覚えてますか?鉄棒ができない親子のことを。昨年12月のこのエッセイで紹介しましたが、厳密には逆上がりが出来ない男の子と、手が鉄臭くなったりお腹が痛くなるのが嫌だから教えたくない父親がいたことを。
あれ、女の子が得意じゃないですか?小学生の頃砂場に女子が集まって、近くの鉄棒に掴まり小動物のようにクルクル回ってたことを「うまいなぁ」とポカンと眺めてましたが、好きな女の子が回っていると何故かドキドキしたものです。オマセナワタシ。ってそうじゃなくて、鉄棒が苦手なんですよね私。今もって歩道橋の上を歩く際の揺れだけで気分が悪くなるのですから鉄棒なんてとんでもない。目が回って気持ち悪くなる親が子供に大したことを教えているはずありません。ただ最近旭が教えてくれと何度も言うものですから仕方なく散歩がてらに寄った公園で見てやっていました。
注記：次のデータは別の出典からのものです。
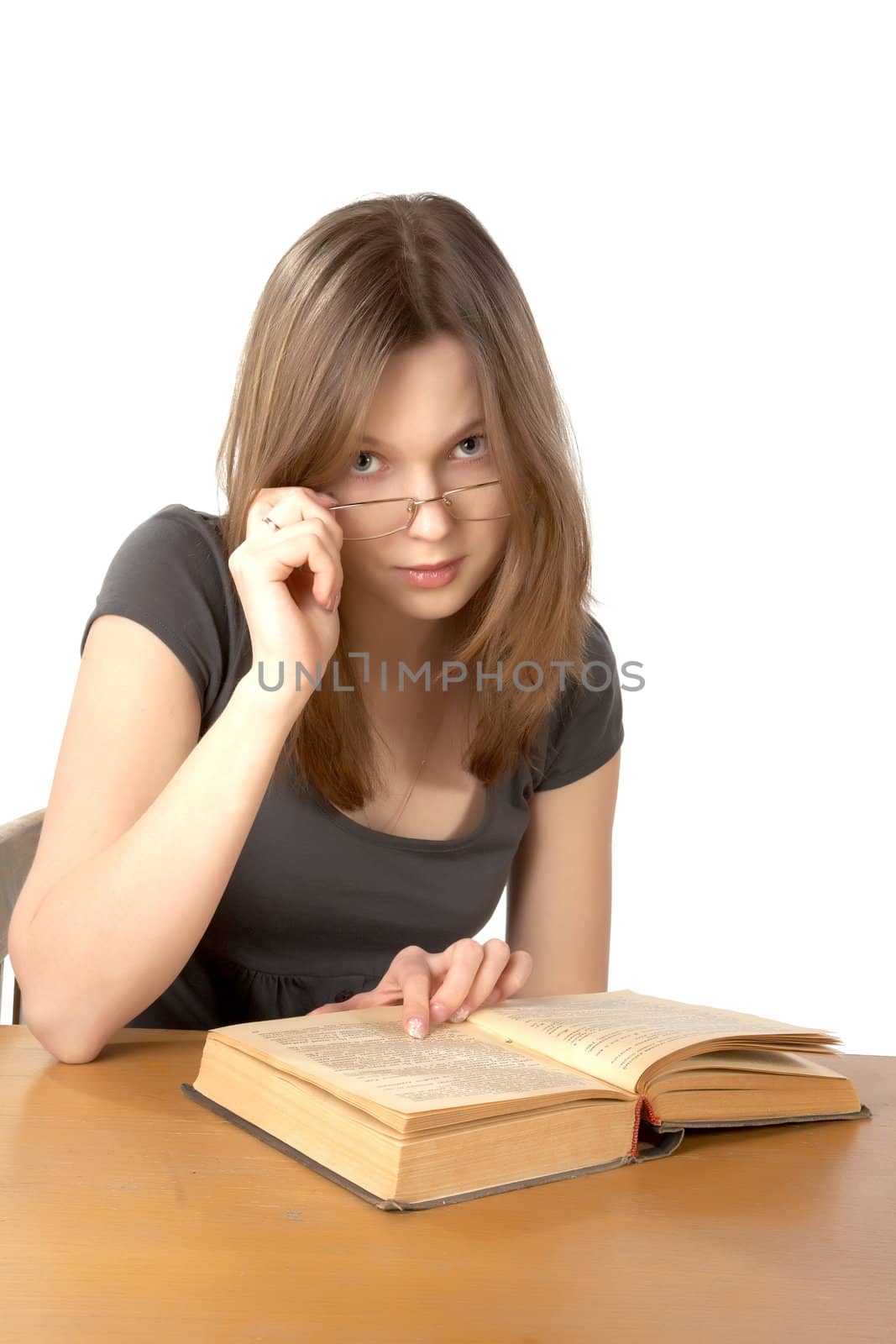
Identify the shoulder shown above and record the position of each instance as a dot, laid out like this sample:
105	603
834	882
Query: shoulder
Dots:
170	575
584	729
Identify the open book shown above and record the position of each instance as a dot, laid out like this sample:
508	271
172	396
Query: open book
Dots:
533	1090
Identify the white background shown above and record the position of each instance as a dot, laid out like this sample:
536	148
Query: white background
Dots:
699	203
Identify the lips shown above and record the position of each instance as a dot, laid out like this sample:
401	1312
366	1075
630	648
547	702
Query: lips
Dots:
430	569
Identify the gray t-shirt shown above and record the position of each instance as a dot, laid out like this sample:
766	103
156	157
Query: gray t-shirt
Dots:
318	905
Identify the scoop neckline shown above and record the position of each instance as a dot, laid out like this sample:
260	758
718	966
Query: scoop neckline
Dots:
355	828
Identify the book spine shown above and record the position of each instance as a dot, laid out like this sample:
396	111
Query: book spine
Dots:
652	1115
633	1151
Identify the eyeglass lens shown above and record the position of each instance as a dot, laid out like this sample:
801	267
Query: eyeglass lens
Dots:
380	517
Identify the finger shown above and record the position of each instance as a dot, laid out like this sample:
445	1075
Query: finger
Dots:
472	978
416	992
307	553
291	504
516	974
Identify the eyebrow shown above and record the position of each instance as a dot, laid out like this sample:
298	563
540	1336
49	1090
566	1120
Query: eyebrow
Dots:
454	438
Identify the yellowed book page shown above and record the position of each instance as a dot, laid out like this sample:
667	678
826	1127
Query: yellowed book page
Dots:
367	1054
620	1037
754	1062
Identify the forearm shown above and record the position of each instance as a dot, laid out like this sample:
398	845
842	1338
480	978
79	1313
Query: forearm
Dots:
109	937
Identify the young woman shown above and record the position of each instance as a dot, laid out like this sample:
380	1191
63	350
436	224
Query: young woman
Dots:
298	772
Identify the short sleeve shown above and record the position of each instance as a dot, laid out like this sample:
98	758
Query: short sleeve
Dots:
586	726
167	575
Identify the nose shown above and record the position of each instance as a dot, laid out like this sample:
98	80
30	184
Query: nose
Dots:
432	519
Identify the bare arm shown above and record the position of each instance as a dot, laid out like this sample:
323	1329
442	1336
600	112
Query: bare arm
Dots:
141	833
559	891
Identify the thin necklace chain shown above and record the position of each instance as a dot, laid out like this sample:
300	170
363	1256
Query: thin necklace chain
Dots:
392	820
近頃の旭君、良く遊び良く食べます。体が益々大きくなり丈夫になりましたが、練習の際お尻を上げるのが一苦労のようです。勢い良く振り上げた足を鉄棒に巻き込むことが出来ればうまくいきそうですが、そのコツを掴み損ねているようで、旭の横で上手に逆上がりをする年少の女の子を恨めしそうに眺めては何度も練習していました。その甲斐あって我が家に吉報が届いたのが2018年10月9日火曜日のことです。前日まで出来なかったのに朝、学校で遊んでいた時突然出来たというじゃないですか!ママにはメールで「ビッグニュースあり」とだけ伝え帰宅した際に報告し、えっと驚くママを連れて近くの公園へ行きました。そこで旭が足を蹴り上げ鉄棒に巻き込みクルっとお尻を回しあげて一回転した時は、三人で手を取り合って喜びました。「あっ君はやればできる!努力は報われるんよ。あきらめちゃいけんよ」と何度も頭をさすって褒めてあげました。よっぽど嬉しかったんでしょう。以来旭は手にまめができるほど毎日鉄棒をしています。が、あの日のママの一言が、こだまのように私の胸に響いています。
「私も・・・・得意やったんよね。」めまいでしょうか。いいえこだまです。